Radare2’s MSP430 support is a bit less mature, and you should make sure to sanity check the disassembly wherever it looks suspect. Luckily, the Radare2 developers are frighteningly quick about fixing bugs, so both bugs that bothered us in the writing this article have already been patched by the time you read this. For best results, always run Radare2 built from the latest Git repository, and rebuild it often.10
There are no known decompilers for the MSP430, but with small code sizes and rather legible assembly we don’t expect one to be necessary.
Basics of the Instruction Set
The language is relatively simple, but there are a few dialects that the locals speak.
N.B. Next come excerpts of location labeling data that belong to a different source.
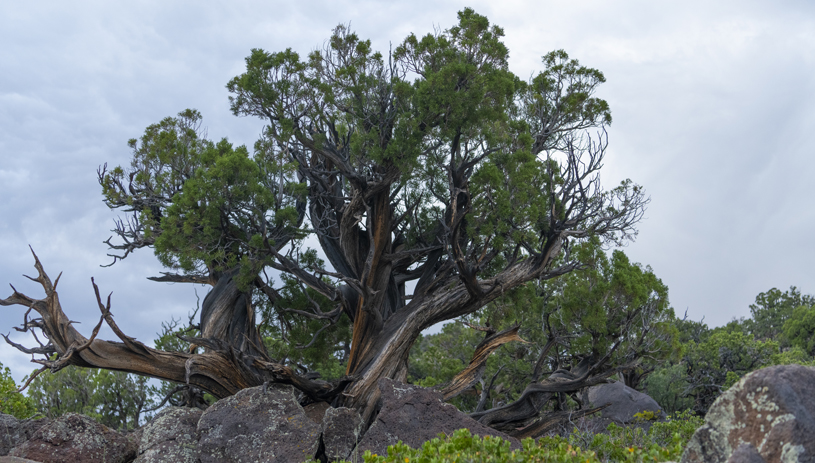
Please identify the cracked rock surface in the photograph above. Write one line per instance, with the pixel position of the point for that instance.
(171, 436)
(769, 415)
(76, 438)
(257, 425)
(415, 415)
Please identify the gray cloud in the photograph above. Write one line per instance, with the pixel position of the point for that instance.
(711, 103)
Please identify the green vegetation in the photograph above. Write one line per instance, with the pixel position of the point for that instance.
(664, 441)
(113, 398)
(12, 402)
(779, 332)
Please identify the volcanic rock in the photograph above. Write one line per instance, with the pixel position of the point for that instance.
(259, 424)
(769, 414)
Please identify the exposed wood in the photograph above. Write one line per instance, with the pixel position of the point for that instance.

There are 27 native instructions, and then some additional emulated instructions which are assembled to one of the 27. Most of these 27 instructions have two forms—.B when they are working on an 8-bit byte, or .W if they want to tackle a 16-bit word. If someone tells you something and doesn’t specify it, you can assume it’s a word. If you’re doing a byte operation in a register, be warned that the most-significant byte is cleared.
The three main types of core words are single-operand arithmetic, two-operand arithmetic, and jumps.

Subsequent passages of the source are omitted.